Assim, além das dúvidas sobre sua eficácia, a castração química levanta sérias questões éticas, jurídicas e constitucionais, indicando que a medida é incompatível com o ordenamento jurídico brasileiro e com os compromissos internacionais assumidos pelo país.

Parlamentares ignoram o fortalecimento de medidas já existentes

A redução dos casos de pedofilia e crimes sexuais contra crianças e adolescentes exige uma abordagem multidimensional, que englobe educação, prevenção, tratamento, fortalecimento das instituições e uma legislação eficaz. Entretanto, muitos legisladores têm negligenciado o fortalecimento de ações já previstas no Estatuto da Criança e do Adolescente (ECA) e na recente Lei nº 14.344/2022, conhecida como Lei Henry Borel, que reforça a integração entre os sistemas de justiça, saúde, segurança pública e assistência social, além de ter promovido alterações no Código Penal, na Lei de Execução Penal, na Lei de Crimes Hediondos, na Lei nº 13.431/2017 (sistema de garantia de direitos de crianças e adolescentes vítimas e testemunhas de violência), e no próprio ECA, com o objetivo de estabelecer um sistema de garantia de direitos para crianças e adolescentes vítimas de violência.

Fortalecimento das policias e uso da tecnologia

O fortalecimento e o financiamento das polícias federal e estaduais são essenciais para desmantelar redes de pedofilia, especialmente no ambiente digital. O uso da tecnologia é um aliado estratégico, permitindo o monitoramento de crimes virtuais por meio de unidades especializadas em crimes cibernéticos. Investimentos em inteligência artificial podem rastrear conteúdos de pornografia infantil, combatendo sua circulação.

Prevenção e educação

Paralelamente, é fundamental educar crianças e adolescentes sobre segurança na internet, alertando-os sobre os riscos de contato com desconhecidos e do compartilhamento de informações pessoais. A prevenção começa com a educação sexual nas escolas, adaptada a cada faixa etária, ensinando noções de respeito, consentimento e proteção contra abusos. Educadores devem ser capacitados para identificar sinais de abuso e orientar os alunos a buscar ajuda. Campanhas públicas são igualmente importantes para informar a população sobre o que caracteriza abuso sexual e pedofilia, divulgando canais de denúncia como o Disque 100.

Pais e cuidadores precisam ser orientados por meio de palestras e oficinas, aprendendo a abordar o tema com as crianças, identificar sinais de abuso e estimular um diálogo aberto em casa.
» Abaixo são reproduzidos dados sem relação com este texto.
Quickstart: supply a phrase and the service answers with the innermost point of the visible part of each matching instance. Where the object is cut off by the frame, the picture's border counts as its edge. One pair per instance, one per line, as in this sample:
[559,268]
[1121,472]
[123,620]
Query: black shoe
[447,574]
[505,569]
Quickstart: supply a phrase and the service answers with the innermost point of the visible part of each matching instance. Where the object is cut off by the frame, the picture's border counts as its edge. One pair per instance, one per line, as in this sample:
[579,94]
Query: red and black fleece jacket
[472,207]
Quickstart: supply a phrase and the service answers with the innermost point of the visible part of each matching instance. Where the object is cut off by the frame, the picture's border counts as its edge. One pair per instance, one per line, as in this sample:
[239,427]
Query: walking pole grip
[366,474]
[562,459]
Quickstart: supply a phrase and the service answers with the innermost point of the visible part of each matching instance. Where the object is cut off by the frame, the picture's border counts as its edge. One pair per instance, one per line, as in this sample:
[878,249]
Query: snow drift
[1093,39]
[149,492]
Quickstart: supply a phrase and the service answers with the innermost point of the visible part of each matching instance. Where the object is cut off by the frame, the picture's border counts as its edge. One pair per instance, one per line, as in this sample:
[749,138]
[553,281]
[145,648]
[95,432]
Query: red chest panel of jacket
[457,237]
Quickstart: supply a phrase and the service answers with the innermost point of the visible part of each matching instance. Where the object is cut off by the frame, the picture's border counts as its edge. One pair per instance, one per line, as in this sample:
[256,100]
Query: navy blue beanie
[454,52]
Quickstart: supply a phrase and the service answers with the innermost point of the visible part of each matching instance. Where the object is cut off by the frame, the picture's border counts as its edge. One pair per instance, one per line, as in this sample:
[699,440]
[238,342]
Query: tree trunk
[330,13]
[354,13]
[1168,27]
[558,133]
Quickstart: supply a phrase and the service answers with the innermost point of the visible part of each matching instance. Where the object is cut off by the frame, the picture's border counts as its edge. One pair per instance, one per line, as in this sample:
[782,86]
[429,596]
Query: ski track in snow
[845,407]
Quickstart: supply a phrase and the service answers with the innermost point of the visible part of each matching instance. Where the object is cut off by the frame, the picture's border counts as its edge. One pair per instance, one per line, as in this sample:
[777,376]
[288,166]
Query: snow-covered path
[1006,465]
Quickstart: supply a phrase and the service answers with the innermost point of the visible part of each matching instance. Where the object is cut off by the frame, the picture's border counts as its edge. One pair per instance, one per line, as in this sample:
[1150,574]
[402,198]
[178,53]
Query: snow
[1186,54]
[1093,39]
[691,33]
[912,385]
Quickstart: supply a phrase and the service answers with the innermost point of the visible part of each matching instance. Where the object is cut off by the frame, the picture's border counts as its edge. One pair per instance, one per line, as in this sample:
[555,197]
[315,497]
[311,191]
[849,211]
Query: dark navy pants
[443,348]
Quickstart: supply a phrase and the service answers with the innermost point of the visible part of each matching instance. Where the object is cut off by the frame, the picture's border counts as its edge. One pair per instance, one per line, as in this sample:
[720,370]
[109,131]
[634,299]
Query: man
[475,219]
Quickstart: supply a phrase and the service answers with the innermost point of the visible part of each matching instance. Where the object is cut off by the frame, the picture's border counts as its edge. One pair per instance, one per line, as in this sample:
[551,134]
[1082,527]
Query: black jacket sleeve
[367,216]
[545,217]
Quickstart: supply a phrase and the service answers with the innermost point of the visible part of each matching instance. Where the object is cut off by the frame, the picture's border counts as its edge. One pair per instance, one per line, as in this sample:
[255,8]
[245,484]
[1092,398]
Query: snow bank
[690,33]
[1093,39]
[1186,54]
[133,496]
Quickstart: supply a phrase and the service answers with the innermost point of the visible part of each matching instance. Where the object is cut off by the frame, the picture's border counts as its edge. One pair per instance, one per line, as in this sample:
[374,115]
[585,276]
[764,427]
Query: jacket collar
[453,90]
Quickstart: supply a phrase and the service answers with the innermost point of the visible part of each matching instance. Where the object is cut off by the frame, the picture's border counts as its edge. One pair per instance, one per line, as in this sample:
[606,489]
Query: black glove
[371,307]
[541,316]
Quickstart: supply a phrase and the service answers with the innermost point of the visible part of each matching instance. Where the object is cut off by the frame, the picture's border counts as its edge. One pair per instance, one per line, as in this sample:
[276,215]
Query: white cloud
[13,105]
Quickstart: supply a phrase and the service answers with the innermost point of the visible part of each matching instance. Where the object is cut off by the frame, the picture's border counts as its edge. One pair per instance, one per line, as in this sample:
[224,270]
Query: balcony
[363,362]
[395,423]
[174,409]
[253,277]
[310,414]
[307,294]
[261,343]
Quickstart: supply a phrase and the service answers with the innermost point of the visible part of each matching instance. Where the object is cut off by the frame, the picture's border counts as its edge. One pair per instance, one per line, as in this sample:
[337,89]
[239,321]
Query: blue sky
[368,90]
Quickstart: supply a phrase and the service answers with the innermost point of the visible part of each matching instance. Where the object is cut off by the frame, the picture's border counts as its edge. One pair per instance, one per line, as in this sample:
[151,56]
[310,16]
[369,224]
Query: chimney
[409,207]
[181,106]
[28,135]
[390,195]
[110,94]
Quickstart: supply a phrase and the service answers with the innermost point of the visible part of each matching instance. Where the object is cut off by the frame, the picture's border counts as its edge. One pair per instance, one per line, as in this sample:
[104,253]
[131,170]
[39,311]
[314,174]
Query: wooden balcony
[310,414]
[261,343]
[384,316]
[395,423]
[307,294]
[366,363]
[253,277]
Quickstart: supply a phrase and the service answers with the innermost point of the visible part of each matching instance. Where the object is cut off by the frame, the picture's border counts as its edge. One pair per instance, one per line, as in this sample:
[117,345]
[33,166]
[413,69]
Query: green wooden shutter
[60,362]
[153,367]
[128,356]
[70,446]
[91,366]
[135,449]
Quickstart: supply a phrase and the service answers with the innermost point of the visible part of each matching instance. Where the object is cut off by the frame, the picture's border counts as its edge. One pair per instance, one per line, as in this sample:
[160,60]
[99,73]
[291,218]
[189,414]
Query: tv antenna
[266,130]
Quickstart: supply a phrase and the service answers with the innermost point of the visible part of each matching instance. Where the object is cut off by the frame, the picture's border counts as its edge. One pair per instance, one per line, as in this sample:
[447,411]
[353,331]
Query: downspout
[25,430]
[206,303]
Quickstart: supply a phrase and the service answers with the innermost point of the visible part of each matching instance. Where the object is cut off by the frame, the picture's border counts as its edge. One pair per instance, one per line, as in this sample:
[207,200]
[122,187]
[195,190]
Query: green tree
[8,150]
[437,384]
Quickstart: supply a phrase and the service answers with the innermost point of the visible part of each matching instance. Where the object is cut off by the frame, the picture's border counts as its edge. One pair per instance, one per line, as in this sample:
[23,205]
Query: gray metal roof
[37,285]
Reforço legal e institucional

Investir em Conselhos Tutelares, em estruturas públicas especializadas e órgãos de proteção à infância é essencial para garantir suporte às vítimas e celeridade nos processos judiciais. É necessário ampliar os canais de denúncia e integrar as informações entre os órgãos de segurança pública e justiça. O fortalecimento das polícias federal e judiciárias estaduais é indispensável para combater redes de pedofilia, especialmente as que operam no ambiente digital.

Apoio às vítimas e reabilitação

O apoio terapêutico às vítimas e o tratamento para agressores são fundamentais. Devem ser criados programas de atendimento psicoterapêutico e psiquiátrico para indivíduos com transtornos relacionados à pedofilia, especialmente para aqueles que buscam ajuda antes de cometer crimes. Centros especializados no atendimento psicológico e social para vítimas de abuso e suas famílias devem ser estruturados para promover a recuperação emocional e prevenir traumas futuros.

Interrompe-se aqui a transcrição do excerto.